Themis was introduced to address this. It preserves the same γ-BOF property while resolving these liveness and communication issues. Like Aequitas, Themis also constructs a dependency graph and collapses SCCs during its “FairFinalize” stage. The SCCs represent the same non-transitive Condorcet cycles underlying the γ-BOF relaxation, and Themis uses the condensation graph to derive the batch structure of the final output. The crucial distinction is that Themis does not wait for a full cycle to complete. Instead, it employs deferred ordering and batch unspooling to output SCCs incrementally while allowing new transactions to keep flowing. This preserves γ-BOF but upgrades Aequitas’ weak liveness to standard liveness, guaranteeing delivery within a bounded delay.
In its standard form, Themis requires each participant to exchange messages with most other nodes in the network. As the number of participants grows, the communication volume increases rapidly, roughly proportional to the square of the network size. However, in its optimized version, SNARK-Themis, nodes use succinct cryptographic proofs to verify fairness without needing to communicate directly with every other participant. This reduces the communication load so that it grows only in direct proportion to the number of nodes, enabling Themis to scale efficiently even in large networks.
If a malicious proposer attempts to exploit the situation by proposing an empty block, Themis employs deferred ordering, where the partially ordered batch (B₁) is still accepted, and the final, precise order of its transactions is determined later by the next honest proposer. That proposer finalizes the order based on verifiable transaction relationships, not personal discretion. This design ensures finalization depends only on bounded network delay, not on the arbitrary behavior of the current proposer, thereby closing a key liveness gap that Aequitas could not guarantee.
This structure guarantees that every transaction is both included and executed deterministically, even in the presence of conflicting arrival orders. Because Themis leverages the internal dependency graph and SCC condensation to extract a final ordering, it is resilient to adversarial manipulation. Attackers cannot simply reorder or front-run other users’ transactions once they are included in the batch. Any attempt to alter dependencies would break the verified graph consistency.
In an empirical analysis by Mahimna Kelkar et al., γ-BOF resists adversarial reordering more strongly than timestamp-based approaches in geo-distributed networks. However, it demands significantly more computational and protocol complexity, which can also be viewed as a drawback.
Conclusion:
Perfect fairness in transaction ordering is structurally unattainable in distributed systems that lack synchronized clocks and instantaneous communication. The Condorcet paradox ensures that majority preferences can conflict in ways no single linear order can satisfy. The real question is how to find the most realistic and useful trade-offs.

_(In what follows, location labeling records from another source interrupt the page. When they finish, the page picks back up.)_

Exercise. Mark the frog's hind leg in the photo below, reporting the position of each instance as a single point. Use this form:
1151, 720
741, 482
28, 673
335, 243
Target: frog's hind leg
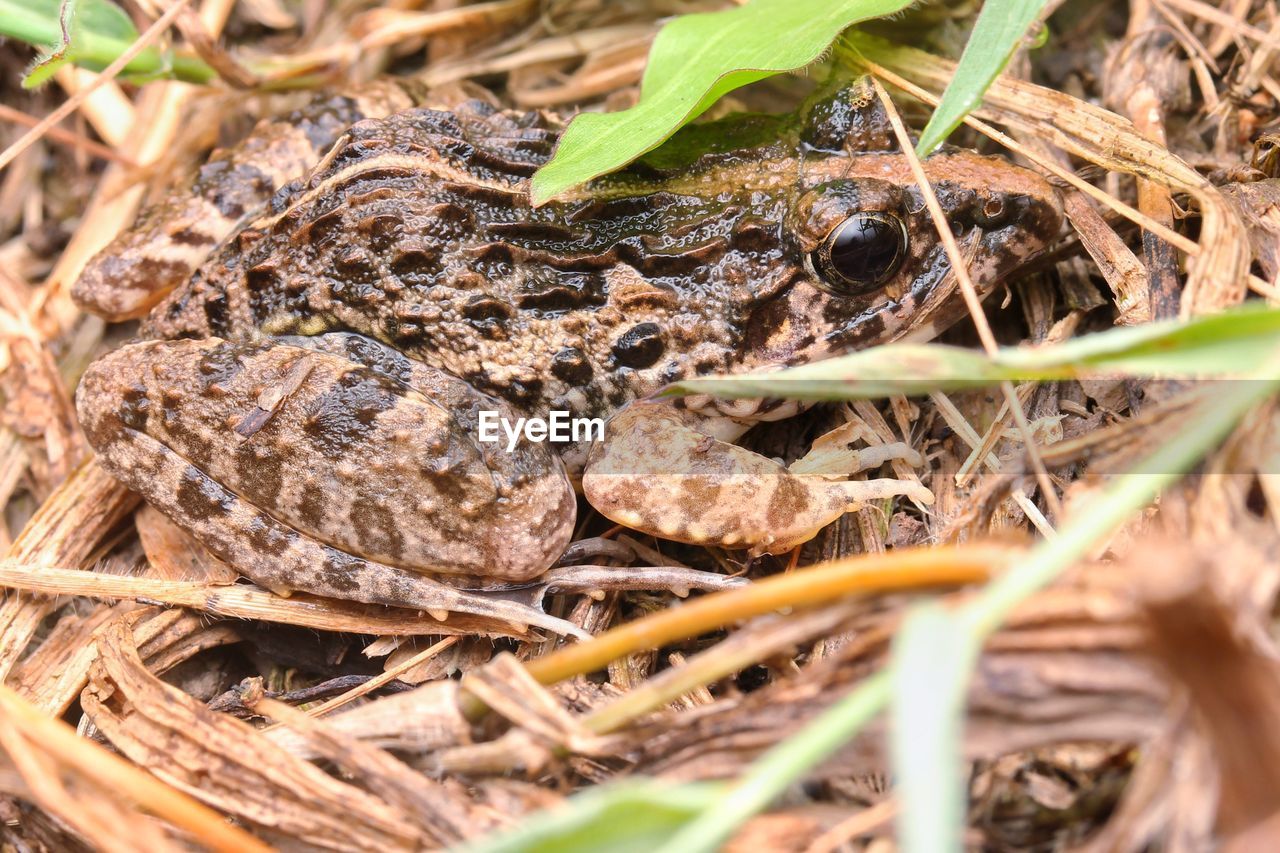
174, 236
309, 471
667, 470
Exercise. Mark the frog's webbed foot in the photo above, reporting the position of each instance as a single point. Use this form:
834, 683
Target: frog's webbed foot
311, 471
662, 471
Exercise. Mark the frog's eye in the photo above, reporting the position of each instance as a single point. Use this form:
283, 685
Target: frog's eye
862, 252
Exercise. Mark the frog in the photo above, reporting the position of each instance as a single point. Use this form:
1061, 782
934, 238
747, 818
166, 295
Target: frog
319, 345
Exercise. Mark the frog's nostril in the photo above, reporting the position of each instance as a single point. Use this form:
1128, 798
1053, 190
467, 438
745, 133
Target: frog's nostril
993, 213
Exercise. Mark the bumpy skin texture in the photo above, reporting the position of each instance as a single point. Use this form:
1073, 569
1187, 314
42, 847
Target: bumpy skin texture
316, 379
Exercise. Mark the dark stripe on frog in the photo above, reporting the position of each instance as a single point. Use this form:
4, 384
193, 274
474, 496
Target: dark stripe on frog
344, 414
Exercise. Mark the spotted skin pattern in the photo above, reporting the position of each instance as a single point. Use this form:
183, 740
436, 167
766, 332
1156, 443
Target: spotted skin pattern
306, 396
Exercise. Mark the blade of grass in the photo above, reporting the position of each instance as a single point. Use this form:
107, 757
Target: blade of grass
1217, 345
95, 36
933, 653
996, 35
786, 762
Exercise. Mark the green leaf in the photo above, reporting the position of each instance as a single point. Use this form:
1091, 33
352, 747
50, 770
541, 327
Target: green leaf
1221, 345
695, 60
933, 655
632, 816
997, 33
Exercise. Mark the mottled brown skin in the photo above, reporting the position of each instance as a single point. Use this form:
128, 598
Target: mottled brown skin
307, 404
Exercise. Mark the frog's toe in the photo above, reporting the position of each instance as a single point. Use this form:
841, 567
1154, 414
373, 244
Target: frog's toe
658, 474
309, 471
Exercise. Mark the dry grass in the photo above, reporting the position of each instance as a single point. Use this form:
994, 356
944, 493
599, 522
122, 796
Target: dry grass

Hashgraph and BOF represent two coherent answers. Neither approach is inherently superior. Both embed fairness directly into the consensus mechanism rather than relying on trust or authority. Both approaches demonstrate that fairness is not a binary property but a spectrum of trade-offs defined by formal impossibility results. Where synchrony is unavailable and clocks are untrusted, the choice between median-timestamp aggregation and batch-order collapsing reflects different but equally principled responses to the same underlying constraint.